# Bagging shirts?



## haydenpennington (Oct 25, 2012)

Is there anywhere I can get like plastic bags that you can send the shirts out in? Like if I wanted to ship them. Like when you order a shirt it comes in the packaging bag. Anywhere that you can just get the plastic bags?


----------



## nalob (Jun 23, 2011)

I know that allstitch has em


----------



## rhilferding (Jun 18, 2010)

This link will help: Plastic Bags - G.T. Bag Company

Lots of options


----------



## JRNEL (Apr 3, 2008)

Uline: Search Results


----------



## ziggyz19 (Nov 7, 2012)

If your looking for small quantities, i got mine on ebay for pretty cheap.

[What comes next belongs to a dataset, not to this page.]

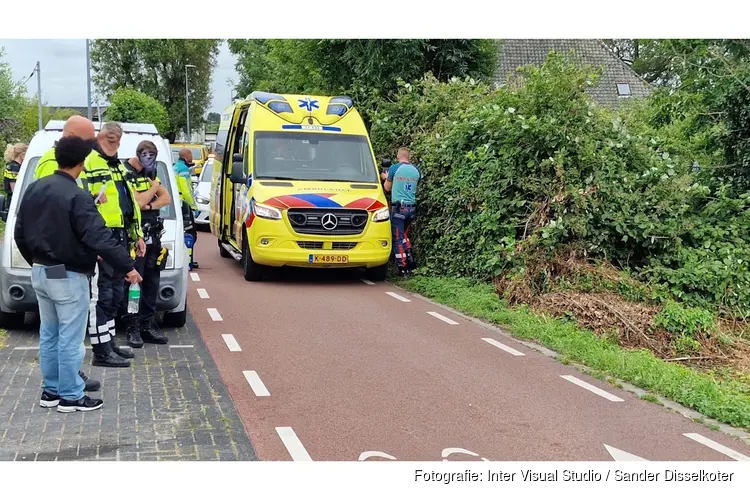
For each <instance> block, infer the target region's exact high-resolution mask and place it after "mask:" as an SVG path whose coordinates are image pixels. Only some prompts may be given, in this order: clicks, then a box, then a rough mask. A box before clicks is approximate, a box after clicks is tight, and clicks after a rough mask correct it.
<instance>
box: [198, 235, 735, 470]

Just search Clear Poly Bags and look for them.


----------



## Dandy Lion (Mar 16, 2012)

I use store supply warehouse and love the bags I get from them. Very good quality and reasonably priced!


----------



## 59graphix (Aug 14, 2011)

haydenpennington said:


> Is there anywhere I can get like plastic bags that you can send the shirts out in? Like if I wanted to ship them. Like when you order a shirt it comes in the packaging bag. Anywhere that you can just get the plastic bags?


We use Bradley Bags by the thousands. 12x18 for t-shirts. 1.25 mil Under $5.00 per hundred. Their in Downey California
1.25 Mil Flat Poly Bag


----------